The NYT reported that the leading proponents of the trip met with Bin Salman and his advisors in spring, including Hochstein and Brett McGurk, the top National Security Council representative for Middle East affairs. They struck a two-part secret oil agreement with the Saudis in May, according to American officials.
The first part included Saudi plans to accelerate OPEC+ production to 400,000 barrels per day by moving the plans from September to July and August.
The second part of the deal included the Saudis producing 200,000 barrels per day for each month from September to December of this year.
That said, the first element of the covert agreement was carried out when OPEC+ declared on June 2 that the production rise anticipated for September would be accelerated. The White House revealed that day that Biden would soon travel to Saudi Arabia.
Democratic lawmakers remained skeptical of the efforts at rapprochement.
By the time Biden arrived in Jeddah, Saudi Arabia, on July 15 for his meeting with Bin Salman and other Arab officials, the price of oil had begun to gradually decline. Although the trip's most iconic image is of the American President shaking hands with the Saudi crown prince he once demonized, White House officials thought they had at least strengthened Saudi promises on a number of fronts.
Saudi officials showed members of Biden's group a chart during the summit showing that oil prices had dropped to $101 per barrel from more than $120 per barrel when the war in Ukraine started, showing that they had kept their promises to the Americans. Soon, the Kingdom would produce more than 11 million barrels per day, a volume it had only occasionally in the previous few years.
US falls out of Saudi "grace"
The summit left the Americans with the impression that Bin Salman was content and the agreement was on track. However, in Riyadh, senior Saudi officials quietly informed others that no more significant increases in oil production were planned.
In fact, on August 3, OPEC+ issued the first public notice of this, announcing a meager increase in production for September of 100,000 barrels per day, which is only half of what US officials felt the Saudis had promised them.
American officials first learned of Saudi Arabia's potential to persuade OPEC+ to declare a significant reduction in oil output at a meeting slated for October 5 in late September. American officials worked feverishly to persuade Bin Salman to change his mind.
According to the NYT, on September 24, American representatives had a face-to-face meeting with Bin Salman and Prince Abdulaziz bin Salman, the Saudi Energy Minister, in the Kingdom. According to American officials with firsthand knowledge of the conversation, Bin Salman assured the Americans that there would be no production reduction.
But four days after that, the White House learned the Crown Prince had done the opposite: Saudi officials notified the Americans that Saudi Arabia would back production cuts at the OPEC+ meeting, which took place in Vienna, wrote the newspaper.
At a yearly investment summit on Tuesday in Riyadh, Prince Abdulaziz made the improbable claim that it was unlikely. He said that Saudi Arabia was keeping a reserve of capacity to be ready for such shocks and that it felt a great duty to be a "dependable supplier of oil."
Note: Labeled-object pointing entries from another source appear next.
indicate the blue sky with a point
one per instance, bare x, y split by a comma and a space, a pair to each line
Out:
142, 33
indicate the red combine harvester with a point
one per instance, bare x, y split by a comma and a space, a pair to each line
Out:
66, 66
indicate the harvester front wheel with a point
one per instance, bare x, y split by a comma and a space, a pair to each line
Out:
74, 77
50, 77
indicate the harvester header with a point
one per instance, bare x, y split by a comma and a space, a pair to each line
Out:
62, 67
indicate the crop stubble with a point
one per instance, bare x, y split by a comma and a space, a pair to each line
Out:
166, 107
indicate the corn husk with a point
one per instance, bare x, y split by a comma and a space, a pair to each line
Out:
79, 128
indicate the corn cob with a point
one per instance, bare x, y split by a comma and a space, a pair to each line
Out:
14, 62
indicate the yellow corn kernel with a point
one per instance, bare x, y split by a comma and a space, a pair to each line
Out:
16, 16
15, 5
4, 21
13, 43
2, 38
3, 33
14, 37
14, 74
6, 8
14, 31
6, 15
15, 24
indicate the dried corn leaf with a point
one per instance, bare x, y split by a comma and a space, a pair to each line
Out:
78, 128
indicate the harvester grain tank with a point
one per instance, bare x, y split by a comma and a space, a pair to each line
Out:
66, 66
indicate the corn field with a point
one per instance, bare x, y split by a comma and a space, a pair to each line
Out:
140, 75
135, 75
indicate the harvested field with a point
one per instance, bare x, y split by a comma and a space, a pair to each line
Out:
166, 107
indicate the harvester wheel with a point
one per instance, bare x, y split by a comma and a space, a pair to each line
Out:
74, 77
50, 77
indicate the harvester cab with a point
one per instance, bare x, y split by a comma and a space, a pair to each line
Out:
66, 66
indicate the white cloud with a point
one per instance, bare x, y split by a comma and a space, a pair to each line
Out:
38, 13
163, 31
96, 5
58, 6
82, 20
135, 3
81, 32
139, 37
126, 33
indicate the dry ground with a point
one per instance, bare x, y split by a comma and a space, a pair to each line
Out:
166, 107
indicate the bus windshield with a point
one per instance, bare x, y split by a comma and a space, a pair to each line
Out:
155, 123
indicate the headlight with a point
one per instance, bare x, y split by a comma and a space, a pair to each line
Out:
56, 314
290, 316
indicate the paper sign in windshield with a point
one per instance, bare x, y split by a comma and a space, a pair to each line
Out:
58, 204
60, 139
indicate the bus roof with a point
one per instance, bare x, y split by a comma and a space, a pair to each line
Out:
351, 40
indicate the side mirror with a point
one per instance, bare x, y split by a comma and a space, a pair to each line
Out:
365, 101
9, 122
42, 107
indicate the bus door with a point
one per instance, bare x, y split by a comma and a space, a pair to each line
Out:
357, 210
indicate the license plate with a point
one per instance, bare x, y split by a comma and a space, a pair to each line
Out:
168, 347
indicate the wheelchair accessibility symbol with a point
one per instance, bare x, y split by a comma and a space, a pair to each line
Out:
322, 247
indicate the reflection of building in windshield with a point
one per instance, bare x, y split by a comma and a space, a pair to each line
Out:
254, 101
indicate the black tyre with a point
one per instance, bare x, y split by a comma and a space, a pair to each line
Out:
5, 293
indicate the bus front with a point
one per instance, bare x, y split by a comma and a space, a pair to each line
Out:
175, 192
While Europe and the US try to pressure Russia, Prince Abdulaziz made the improbable claim, during the investment summit in Riyadh on Tuesday, that increasing production is unlikely. Prince Abdulaziz said the Kingdom would do what was in its best interests.
“I keep listening to, ‘Are you with us or against us?’ Is there any room for, ‘We are for Saudi Arabia and the people of Saudi Arabia’?” he said.
“We will have to deliver our ambitions.”